If BofA is right - and they usually have been - this morning's Retail Sales print would be a big beat and provide more questions for those thinking about rate-cuts and soft landings...
And sure enough, after an unexpectedly large rise in November, December saw a 0.6% MoM rise (hotter than the expected 0.4%, but less than BofA's surge expectations). Still, it was the biggest jump since September and lifted the YoY change to +5.6% - its hottest since Jan 2023...
On a MoM basis, Gasoline Stations and Personal Healthcare stores saw sales decline while Motor Vehicle sales surged...
Both headline and core retail sales re-acclerated - ending up 5.6% YoY in 2023...
Gasoline Stations and Building Materials were the only segment that saw retail sales lower in 2023 with motor vehicles and Food Services up most...
Source: Bloomberg
Finally, as a reminder, retail sales data is nominal - i.e. not adjusted for inflation.

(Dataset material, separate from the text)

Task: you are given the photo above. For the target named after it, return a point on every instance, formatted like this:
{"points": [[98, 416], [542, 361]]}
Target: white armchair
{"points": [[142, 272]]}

So is this just a reflection of falling gas prices and soaring food prices?
While not comparing apples and oranges, if we adjust the headline retail sales rise in 2023 for the rise in consumer prices, we see 'real' retail sales rose 2.2% YoY - obviously far better than the real-sales decline in 2022, but it was the weakest year since 2018...
Certainly doesn't help the Goldilocks narrative.